Michel Vinaver, l’éternité et quelques minutes

A l’Artistic-Théâtre, un jeune homme signe sa première mise en scène en reprenant, près de quarante-cinq ans après sa création, Dissident il va sans dire, soit l’affrontement d’un fils et d’une mère dans l’après-soixante-huit.

Disons-le, on n’a jamais oublié la création de la pièce de Michel Vinaver, en 1980, dans un petit lieu, Chez Georges, rue des Cannettes. On retrouvait une comédienne blonde et sensible, Valia Boulay, on découvrait un jeune acteur frappant. Il se nommait Georges Bigot, il était à l’orée de ses années Soleil.

Qu’est-ce que la mémoire au théâtre ? Peut-être est-ce le titre qui nous avait alors accroché ? En tout cas on se souvient comme si cela s’était joué hier, de la douce et lumineuse présence de la mère, de la révolte nerveuse du fils. Le metteur en scène, Carlos Wittig (ou Carlos Wittig-Montero) était arrivé du Chili, en 1973. Il avait choisi l’exil, juste avant le coup d’état de Pinochet. Il avait suivi des cours de cinéma. Il était né en 1951. Il allait mourir prématurément, en 1988.

Jacques Rosner lui avait ouvert les portes du Conservatoire qu’il dirigeait alors et Antoine Vitez, qui y enseignait, l’avait accueilli dans sa classe.
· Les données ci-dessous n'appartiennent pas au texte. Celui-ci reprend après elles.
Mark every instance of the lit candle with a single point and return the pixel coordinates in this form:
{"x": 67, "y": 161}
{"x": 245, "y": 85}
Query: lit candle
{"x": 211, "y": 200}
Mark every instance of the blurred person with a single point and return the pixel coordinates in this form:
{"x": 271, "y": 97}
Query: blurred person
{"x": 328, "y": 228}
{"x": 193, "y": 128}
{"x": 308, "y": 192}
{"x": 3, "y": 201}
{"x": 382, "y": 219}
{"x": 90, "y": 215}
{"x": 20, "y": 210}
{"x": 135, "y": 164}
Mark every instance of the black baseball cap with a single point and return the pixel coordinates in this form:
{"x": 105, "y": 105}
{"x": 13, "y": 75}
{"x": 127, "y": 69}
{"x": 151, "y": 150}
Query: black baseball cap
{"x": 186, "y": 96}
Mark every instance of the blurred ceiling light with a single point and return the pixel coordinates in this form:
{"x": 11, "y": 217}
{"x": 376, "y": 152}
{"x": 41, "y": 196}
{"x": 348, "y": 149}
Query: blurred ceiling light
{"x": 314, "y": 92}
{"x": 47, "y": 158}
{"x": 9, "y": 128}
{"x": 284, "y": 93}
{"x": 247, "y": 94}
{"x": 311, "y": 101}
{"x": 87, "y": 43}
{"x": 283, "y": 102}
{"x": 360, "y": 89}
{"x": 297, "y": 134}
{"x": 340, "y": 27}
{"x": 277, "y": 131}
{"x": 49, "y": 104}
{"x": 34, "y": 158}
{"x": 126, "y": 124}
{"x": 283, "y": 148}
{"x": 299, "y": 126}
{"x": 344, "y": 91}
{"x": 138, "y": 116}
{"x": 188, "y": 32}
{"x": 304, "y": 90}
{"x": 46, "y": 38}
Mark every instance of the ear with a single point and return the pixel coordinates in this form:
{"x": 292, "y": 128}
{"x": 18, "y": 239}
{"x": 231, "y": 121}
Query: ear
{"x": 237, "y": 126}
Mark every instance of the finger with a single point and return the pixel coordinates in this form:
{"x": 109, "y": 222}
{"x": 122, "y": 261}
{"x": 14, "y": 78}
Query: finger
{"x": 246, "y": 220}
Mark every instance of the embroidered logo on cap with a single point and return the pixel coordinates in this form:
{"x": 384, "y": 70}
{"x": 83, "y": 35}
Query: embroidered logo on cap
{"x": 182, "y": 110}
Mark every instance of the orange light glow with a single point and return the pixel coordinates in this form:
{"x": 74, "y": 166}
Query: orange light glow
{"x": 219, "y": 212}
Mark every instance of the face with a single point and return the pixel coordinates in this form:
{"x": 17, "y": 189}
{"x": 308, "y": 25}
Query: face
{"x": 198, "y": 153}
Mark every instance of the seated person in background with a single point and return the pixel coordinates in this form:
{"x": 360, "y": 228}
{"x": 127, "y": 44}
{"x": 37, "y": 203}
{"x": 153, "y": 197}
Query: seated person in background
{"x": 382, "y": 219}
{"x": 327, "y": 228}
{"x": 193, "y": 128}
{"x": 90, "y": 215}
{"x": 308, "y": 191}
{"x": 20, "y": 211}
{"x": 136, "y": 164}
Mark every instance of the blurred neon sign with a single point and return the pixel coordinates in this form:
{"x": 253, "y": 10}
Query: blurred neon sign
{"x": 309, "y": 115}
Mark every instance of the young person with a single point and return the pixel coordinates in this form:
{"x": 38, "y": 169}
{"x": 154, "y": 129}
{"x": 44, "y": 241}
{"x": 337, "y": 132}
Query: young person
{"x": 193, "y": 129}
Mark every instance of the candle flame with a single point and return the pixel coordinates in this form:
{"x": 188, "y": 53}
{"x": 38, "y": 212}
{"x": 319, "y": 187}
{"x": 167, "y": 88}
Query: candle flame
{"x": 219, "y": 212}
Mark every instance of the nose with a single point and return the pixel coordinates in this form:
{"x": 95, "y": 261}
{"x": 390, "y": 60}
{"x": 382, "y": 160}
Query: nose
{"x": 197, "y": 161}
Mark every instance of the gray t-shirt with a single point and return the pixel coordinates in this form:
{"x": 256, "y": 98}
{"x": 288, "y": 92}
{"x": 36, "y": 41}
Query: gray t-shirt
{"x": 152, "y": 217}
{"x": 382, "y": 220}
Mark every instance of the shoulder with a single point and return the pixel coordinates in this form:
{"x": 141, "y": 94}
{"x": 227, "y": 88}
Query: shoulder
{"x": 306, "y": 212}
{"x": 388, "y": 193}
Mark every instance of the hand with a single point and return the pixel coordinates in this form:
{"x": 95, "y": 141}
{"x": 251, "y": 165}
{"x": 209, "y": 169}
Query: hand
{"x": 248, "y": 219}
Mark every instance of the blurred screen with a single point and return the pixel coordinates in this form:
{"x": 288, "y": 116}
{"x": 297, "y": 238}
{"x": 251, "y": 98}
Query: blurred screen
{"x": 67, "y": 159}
Très vite il avait monté des textes et beaucoup impressionné des comédiens à peine plus jeune que lui, par la largeur de ses références et ses dons de pédagogue. Un an avant Dissident il va sans dire, Carlos Wittig-Montero avait embarqué Georges Bigot dans l’étrange aventure de In America Cuicalt, pièce de Xavier Pommeret, commande du metteur en scène à propos de l’histoire du Mexique.
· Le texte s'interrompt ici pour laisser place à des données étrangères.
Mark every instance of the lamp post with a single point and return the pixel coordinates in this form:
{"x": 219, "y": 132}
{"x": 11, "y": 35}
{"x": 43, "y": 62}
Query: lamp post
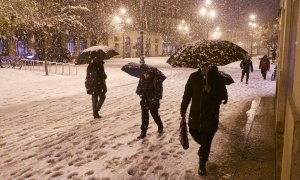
{"x": 183, "y": 27}
{"x": 142, "y": 56}
{"x": 217, "y": 33}
{"x": 252, "y": 25}
{"x": 124, "y": 20}
{"x": 209, "y": 13}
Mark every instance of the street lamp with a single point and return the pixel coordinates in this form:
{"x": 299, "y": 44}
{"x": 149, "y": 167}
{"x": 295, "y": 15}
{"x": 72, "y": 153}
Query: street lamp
{"x": 209, "y": 13}
{"x": 183, "y": 28}
{"x": 252, "y": 25}
{"x": 142, "y": 56}
{"x": 123, "y": 20}
{"x": 217, "y": 33}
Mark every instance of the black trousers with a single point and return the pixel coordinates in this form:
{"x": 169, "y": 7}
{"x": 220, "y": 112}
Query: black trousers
{"x": 247, "y": 75}
{"x": 264, "y": 73}
{"x": 205, "y": 140}
{"x": 145, "y": 117}
{"x": 97, "y": 102}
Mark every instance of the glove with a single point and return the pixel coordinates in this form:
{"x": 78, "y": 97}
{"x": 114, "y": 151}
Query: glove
{"x": 154, "y": 103}
{"x": 225, "y": 101}
{"x": 183, "y": 115}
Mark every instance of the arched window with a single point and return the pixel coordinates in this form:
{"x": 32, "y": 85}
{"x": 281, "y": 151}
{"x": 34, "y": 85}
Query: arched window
{"x": 127, "y": 47}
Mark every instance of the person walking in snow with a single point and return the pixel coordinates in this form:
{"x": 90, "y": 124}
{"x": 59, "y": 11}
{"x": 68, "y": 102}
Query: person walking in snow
{"x": 264, "y": 66}
{"x": 246, "y": 66}
{"x": 150, "y": 90}
{"x": 96, "y": 86}
{"x": 206, "y": 89}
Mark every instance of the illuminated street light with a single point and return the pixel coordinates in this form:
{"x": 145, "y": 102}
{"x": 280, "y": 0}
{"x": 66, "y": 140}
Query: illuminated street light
{"x": 252, "y": 17}
{"x": 209, "y": 13}
{"x": 203, "y": 11}
{"x": 217, "y": 33}
{"x": 252, "y": 25}
{"x": 123, "y": 11}
{"x": 183, "y": 27}
{"x": 212, "y": 13}
{"x": 208, "y": 2}
{"x": 123, "y": 20}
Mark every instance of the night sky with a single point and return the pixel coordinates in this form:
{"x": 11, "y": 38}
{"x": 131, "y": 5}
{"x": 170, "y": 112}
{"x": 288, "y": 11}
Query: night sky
{"x": 235, "y": 13}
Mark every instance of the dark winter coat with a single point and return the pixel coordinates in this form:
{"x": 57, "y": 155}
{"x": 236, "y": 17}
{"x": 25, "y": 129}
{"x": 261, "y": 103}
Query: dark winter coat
{"x": 95, "y": 79}
{"x": 204, "y": 111}
{"x": 246, "y": 65}
{"x": 264, "y": 64}
{"x": 150, "y": 90}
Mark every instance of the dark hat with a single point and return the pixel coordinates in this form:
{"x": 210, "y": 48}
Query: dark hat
{"x": 204, "y": 63}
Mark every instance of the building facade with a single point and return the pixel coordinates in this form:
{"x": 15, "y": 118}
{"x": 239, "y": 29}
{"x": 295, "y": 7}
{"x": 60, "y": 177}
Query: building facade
{"x": 288, "y": 92}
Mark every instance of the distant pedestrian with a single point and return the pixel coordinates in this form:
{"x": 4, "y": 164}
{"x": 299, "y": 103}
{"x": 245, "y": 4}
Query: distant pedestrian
{"x": 206, "y": 90}
{"x": 274, "y": 55}
{"x": 246, "y": 66}
{"x": 150, "y": 90}
{"x": 264, "y": 66}
{"x": 96, "y": 86}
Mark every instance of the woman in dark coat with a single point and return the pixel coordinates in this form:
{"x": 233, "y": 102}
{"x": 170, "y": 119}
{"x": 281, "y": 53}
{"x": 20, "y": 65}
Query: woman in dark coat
{"x": 206, "y": 88}
{"x": 96, "y": 86}
{"x": 150, "y": 91}
{"x": 264, "y": 65}
{"x": 246, "y": 66}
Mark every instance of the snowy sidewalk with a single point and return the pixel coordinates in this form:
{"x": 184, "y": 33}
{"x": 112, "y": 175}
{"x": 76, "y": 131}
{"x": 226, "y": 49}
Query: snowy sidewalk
{"x": 48, "y": 132}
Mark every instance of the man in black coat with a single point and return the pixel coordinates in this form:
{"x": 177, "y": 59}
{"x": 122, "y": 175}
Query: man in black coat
{"x": 246, "y": 66}
{"x": 96, "y": 86}
{"x": 150, "y": 91}
{"x": 206, "y": 88}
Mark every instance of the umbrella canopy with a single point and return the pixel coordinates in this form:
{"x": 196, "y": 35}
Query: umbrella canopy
{"x": 136, "y": 70}
{"x": 228, "y": 79}
{"x": 215, "y": 52}
{"x": 95, "y": 54}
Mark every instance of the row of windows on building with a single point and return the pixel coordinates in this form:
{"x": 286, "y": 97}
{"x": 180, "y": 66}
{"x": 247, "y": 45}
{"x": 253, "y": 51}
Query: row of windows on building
{"x": 168, "y": 48}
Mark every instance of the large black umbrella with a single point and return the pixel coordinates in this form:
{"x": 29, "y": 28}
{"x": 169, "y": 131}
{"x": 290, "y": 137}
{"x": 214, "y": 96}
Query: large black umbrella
{"x": 95, "y": 54}
{"x": 228, "y": 79}
{"x": 136, "y": 70}
{"x": 215, "y": 52}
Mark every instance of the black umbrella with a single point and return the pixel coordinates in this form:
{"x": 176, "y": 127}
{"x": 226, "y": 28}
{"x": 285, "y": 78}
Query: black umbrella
{"x": 95, "y": 54}
{"x": 215, "y": 52}
{"x": 228, "y": 79}
{"x": 136, "y": 70}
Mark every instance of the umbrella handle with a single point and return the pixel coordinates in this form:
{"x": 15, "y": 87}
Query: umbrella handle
{"x": 206, "y": 78}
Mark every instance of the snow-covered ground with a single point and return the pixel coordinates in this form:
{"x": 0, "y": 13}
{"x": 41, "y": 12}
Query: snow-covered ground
{"x": 48, "y": 131}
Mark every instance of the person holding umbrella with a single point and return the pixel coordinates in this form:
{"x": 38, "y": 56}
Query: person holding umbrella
{"x": 246, "y": 65}
{"x": 150, "y": 91}
{"x": 264, "y": 66}
{"x": 206, "y": 89}
{"x": 96, "y": 86}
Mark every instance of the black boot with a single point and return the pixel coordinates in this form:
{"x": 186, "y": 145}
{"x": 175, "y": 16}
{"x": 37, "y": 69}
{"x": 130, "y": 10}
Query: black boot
{"x": 142, "y": 135}
{"x": 96, "y": 115}
{"x": 202, "y": 168}
{"x": 160, "y": 129}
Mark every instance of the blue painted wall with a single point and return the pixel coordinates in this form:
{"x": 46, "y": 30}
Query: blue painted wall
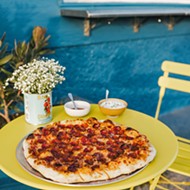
{"x": 113, "y": 57}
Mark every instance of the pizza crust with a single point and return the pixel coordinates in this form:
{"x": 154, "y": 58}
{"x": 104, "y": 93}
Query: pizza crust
{"x": 111, "y": 170}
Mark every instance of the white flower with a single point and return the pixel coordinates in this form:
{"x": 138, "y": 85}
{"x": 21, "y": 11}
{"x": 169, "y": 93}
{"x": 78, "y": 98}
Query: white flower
{"x": 38, "y": 76}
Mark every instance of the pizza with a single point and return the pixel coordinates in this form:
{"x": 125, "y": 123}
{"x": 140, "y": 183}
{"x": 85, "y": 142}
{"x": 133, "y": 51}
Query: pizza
{"x": 79, "y": 150}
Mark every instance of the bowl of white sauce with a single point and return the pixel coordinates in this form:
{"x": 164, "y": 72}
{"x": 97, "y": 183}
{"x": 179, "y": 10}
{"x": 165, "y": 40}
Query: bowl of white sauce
{"x": 112, "y": 106}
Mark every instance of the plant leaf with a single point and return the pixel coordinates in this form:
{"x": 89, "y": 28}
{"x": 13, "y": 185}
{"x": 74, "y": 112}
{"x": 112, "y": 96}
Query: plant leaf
{"x": 6, "y": 59}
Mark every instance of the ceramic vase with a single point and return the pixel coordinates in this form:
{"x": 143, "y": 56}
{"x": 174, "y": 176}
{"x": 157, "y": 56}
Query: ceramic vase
{"x": 38, "y": 108}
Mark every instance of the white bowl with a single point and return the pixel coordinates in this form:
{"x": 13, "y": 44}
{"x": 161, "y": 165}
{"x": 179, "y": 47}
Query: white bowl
{"x": 83, "y": 108}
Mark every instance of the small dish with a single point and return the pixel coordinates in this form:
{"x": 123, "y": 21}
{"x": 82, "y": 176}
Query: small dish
{"x": 83, "y": 108}
{"x": 112, "y": 106}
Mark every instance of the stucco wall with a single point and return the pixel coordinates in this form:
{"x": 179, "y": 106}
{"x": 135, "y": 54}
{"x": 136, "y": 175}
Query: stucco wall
{"x": 113, "y": 57}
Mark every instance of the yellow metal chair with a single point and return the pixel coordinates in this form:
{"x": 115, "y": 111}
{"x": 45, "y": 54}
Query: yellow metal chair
{"x": 182, "y": 163}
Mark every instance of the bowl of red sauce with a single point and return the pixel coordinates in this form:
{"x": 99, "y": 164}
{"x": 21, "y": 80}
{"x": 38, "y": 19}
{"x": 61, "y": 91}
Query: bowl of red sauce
{"x": 83, "y": 108}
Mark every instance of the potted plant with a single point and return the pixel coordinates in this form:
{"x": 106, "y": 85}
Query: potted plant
{"x": 36, "y": 81}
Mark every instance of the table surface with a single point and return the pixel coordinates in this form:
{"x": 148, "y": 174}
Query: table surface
{"x": 158, "y": 133}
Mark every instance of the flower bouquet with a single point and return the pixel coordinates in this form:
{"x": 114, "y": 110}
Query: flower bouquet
{"x": 36, "y": 81}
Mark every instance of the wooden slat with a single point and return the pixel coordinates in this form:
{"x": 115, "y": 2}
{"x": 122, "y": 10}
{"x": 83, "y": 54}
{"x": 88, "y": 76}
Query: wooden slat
{"x": 174, "y": 84}
{"x": 176, "y": 68}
Dissident, il va sans dire, Dissident ? Il va sans dire, Dissident il va sans dire. Michel Vinaver était musicien dans l’âme et jouait sur les infimes variations du titre. Il y a plusieurs manières de dire, d’écrire ce titre, mais demeure la pointe d’ironie sans cruauté que l’auteur mettait parfois dans sa manière.
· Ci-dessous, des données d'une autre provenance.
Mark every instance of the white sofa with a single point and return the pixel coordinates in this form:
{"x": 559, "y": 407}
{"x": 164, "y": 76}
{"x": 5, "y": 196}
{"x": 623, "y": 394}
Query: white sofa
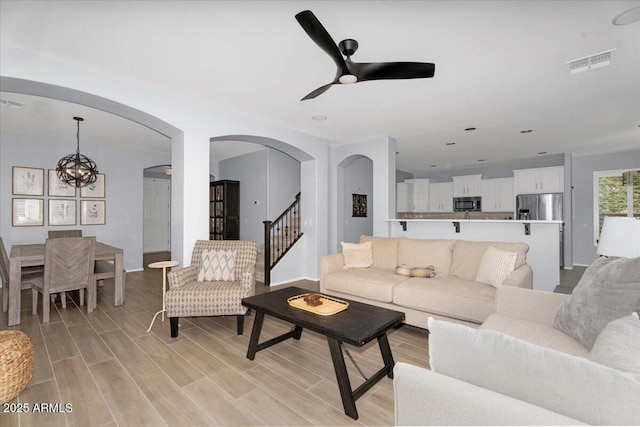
{"x": 518, "y": 369}
{"x": 453, "y": 295}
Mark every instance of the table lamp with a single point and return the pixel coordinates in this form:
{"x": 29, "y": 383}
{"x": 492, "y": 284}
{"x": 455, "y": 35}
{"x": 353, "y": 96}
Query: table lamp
{"x": 620, "y": 236}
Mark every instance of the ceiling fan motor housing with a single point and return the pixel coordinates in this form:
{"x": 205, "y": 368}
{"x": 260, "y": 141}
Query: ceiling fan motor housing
{"x": 348, "y": 47}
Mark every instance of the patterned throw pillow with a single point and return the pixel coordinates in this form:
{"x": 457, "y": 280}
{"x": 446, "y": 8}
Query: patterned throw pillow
{"x": 217, "y": 265}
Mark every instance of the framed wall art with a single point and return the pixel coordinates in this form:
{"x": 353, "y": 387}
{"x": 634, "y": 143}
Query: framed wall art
{"x": 59, "y": 188}
{"x": 27, "y": 212}
{"x": 28, "y": 181}
{"x": 92, "y": 212}
{"x": 94, "y": 190}
{"x": 359, "y": 204}
{"x": 62, "y": 212}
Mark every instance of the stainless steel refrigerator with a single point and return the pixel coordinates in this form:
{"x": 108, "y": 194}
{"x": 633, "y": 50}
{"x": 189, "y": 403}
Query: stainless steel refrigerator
{"x": 543, "y": 207}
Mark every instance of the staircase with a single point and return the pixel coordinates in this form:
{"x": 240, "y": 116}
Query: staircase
{"x": 279, "y": 236}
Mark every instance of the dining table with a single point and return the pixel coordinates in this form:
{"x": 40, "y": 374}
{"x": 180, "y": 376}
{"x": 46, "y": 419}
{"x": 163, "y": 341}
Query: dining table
{"x": 33, "y": 255}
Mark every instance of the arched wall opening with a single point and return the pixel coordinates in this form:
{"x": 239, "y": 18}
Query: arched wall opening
{"x": 355, "y": 198}
{"x": 127, "y": 204}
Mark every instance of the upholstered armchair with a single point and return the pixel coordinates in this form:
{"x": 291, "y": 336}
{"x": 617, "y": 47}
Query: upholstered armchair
{"x": 215, "y": 282}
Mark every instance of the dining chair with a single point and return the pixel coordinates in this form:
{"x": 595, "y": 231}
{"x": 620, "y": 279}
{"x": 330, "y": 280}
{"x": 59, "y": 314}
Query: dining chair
{"x": 27, "y": 275}
{"x": 103, "y": 269}
{"x": 68, "y": 266}
{"x": 55, "y": 234}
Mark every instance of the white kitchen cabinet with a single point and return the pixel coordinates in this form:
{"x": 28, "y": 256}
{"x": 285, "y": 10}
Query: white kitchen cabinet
{"x": 441, "y": 197}
{"x": 498, "y": 195}
{"x": 467, "y": 185}
{"x": 539, "y": 180}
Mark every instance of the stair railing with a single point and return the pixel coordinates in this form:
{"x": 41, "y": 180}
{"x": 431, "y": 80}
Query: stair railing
{"x": 279, "y": 236}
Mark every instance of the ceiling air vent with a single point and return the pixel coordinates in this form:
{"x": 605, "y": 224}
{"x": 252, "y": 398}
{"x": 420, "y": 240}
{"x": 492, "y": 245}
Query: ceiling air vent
{"x": 589, "y": 63}
{"x": 10, "y": 103}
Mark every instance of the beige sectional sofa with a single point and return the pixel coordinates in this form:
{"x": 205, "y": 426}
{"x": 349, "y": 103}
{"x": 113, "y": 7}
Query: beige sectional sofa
{"x": 454, "y": 294}
{"x": 524, "y": 366}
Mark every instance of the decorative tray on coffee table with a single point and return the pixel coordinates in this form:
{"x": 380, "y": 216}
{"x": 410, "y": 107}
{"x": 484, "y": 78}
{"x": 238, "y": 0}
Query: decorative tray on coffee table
{"x": 328, "y": 307}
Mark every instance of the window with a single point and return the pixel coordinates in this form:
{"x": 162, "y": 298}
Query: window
{"x": 615, "y": 193}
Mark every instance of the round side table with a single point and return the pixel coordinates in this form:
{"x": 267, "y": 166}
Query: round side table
{"x": 163, "y": 265}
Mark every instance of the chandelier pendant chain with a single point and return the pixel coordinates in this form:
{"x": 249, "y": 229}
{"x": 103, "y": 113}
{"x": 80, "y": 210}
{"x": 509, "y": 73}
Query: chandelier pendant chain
{"x": 76, "y": 169}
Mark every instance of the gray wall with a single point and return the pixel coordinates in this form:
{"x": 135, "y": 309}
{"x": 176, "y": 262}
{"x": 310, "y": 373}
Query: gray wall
{"x": 584, "y": 251}
{"x": 269, "y": 181}
{"x": 402, "y": 175}
{"x": 123, "y": 169}
{"x": 358, "y": 178}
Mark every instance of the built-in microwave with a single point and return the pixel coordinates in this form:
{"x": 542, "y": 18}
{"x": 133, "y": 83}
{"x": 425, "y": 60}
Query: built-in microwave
{"x": 462, "y": 204}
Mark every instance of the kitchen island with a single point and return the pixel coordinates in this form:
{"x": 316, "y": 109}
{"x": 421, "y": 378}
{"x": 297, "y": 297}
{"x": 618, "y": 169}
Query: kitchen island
{"x": 543, "y": 238}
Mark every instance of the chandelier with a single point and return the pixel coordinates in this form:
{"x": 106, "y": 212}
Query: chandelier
{"x": 76, "y": 169}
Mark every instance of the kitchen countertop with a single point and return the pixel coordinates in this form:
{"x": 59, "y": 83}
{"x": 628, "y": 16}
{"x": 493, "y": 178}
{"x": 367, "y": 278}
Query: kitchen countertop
{"x": 503, "y": 221}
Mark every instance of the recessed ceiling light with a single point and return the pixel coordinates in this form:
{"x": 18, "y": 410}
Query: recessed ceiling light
{"x": 627, "y": 17}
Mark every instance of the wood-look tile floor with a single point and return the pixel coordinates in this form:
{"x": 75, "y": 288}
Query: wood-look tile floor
{"x": 104, "y": 369}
On ne connaissait Hugo Givort, qui signe ici le son, la scénographie, la vidéo, la mise en scène, que par des images accompagnant les spectacles d’Anne-Marie Lazarini. Et pour cause, il débute…Il a signé des films, mais sur les planches, c’est le premier spectacle qu’il a conçu entièrement.

Dans un mouvement de générosité qui traduit les inquiétudes du débutant, il amoncelle un peu les moyens. C’est très frappant au début : les écrans détournent, font diversion, écrabouillent les paroles. On pense d’abord que le jeune artiste ne se fait pas assez confiance. Ensuite, on comprend qu’il est d’une génération qui conçoit le théâtre comme la mise en œuvre des images, de la musique, des gestes. Rien ne servirait de lui dire qu’ici les mots, la situation, les personnages suffisent.

Une mère divorcée, un père parfois évoqué, un fils qui a 17 ans, puisque la maman dit à un moment, en substance, « l’an prochain tu pourras passer ton permis ». Quelque temps après mai 68. Pas de téléphones portables, pas d’internet, pas de courriels, pas de sms, etc.

Bien dirigé, bien mené, bonnes accélérations, silences, suspens. Elle nous ferait croire à une lassitude certaine. Elle parle un peu haut. Elle donne le sentiment de sa solitude profonde. C’est Judith d’Aleazzo. Il est vif, nerveux, très juste dans toutes ses intonations et les couleurs très changeantes de ses humeurs : Pablo Cherrey-Iturralde est idéal. La mise en scène l’oblige un peu trop à enlever ses pull ou chemise, s’agiter. Ce n’est pas la peine.

Mais tout cela est broutille. On ne veut pas en dire plus ! Une heure et même moins. A écouter, déguster, en se laissant envahir par l’humanité de cette situation datée (oui, cela parle aussi des années 70) et éternelle. Du très beau théâtre, humain, profond, non sans esprit.

Artistic Théâtre, du mardi au dimanche, à des horaires variables. Se renseigner. Durée : 1h00. Tél : 01 43 56 38 32.